The Information Commissioner’s Office (ICO) has invited comment from organisations and business leaders to help develop a new auditing framework for artificial intelligence (AI).
As AI continues to develop and rise in popularity, there is a growing need for stringent regulatory frameworks, the ICO said.
While the regulator acknowledges that a modern framework for this emerging technology is required, it also highlights the benefits and innovative use cases in which AI has demonstrated a positive impact on industry and individuals.
A host of areas throughout the global technology sector are being disrupted by AI, including financial services, healthcare and recruitment sectors. This rapid rise has led the ICO to identify this technology as one of its top three strategic priorities.
Commenting on the announcement, executive director for Technology Policy and Innovation at the ICO, Simon McDougall, said: “Applications of Artificial Intelligence (AI) are starting to permeate many aspects of our lives. I see new and innovative uses of this technology every day: in health care, recruitment, commerce . . . the list goes on and on.
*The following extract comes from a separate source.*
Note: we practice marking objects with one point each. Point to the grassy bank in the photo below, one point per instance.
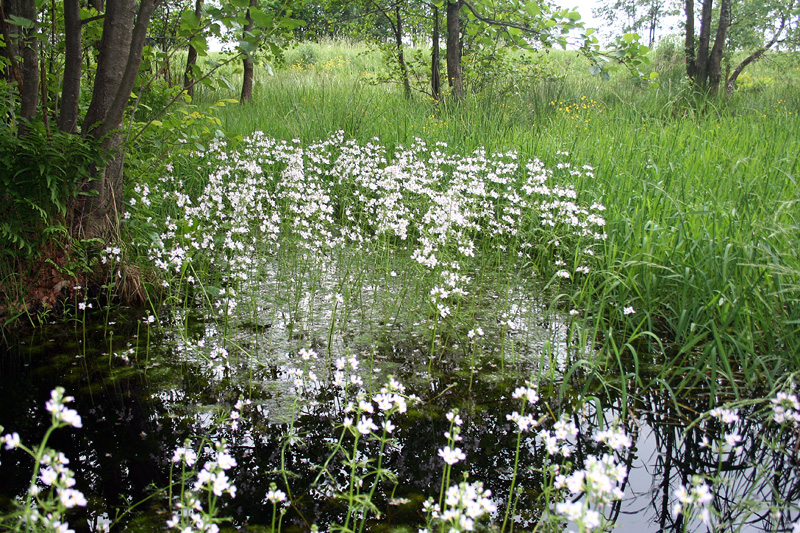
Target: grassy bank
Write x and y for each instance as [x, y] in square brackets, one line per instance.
[701, 195]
“We know the benefits that AI can bring to organisations and individuals. But there are risks too.”
McDougall added that with the implementation of GDPR in May 2018, the regulations’ fundamental principles must be applied to this technology due to the large volumes of data processed.
He said: “The General Data Protection Regulation (GDPR) that came into effect in May was a much-needed modernisation of data protection law.
“Its considerable focus on new technologies reflects the concerns of legislators here in the UK and throughout Europe about the personal and societal effect of powerful data processing technology like profiling and automated decision making.”
The move follows the appointment of the ICO’s first postdoctoral research fellow for AI in November 2018. Dr Reuben Binns leads a team tasked with developing the proposed AI framework.
While McDougall said that framework is at “the very early stages of our thinking”, he urged experts from a host of backgrounds to help shape it moving forward.
“Whether you’re from the private, public or third sector, we want you to join our open discussion about the genuine challenges arising from the adoption of AI,” McDougall said. “This will ensure the published framework will be both conceptually sound and applicable to real-life situations.”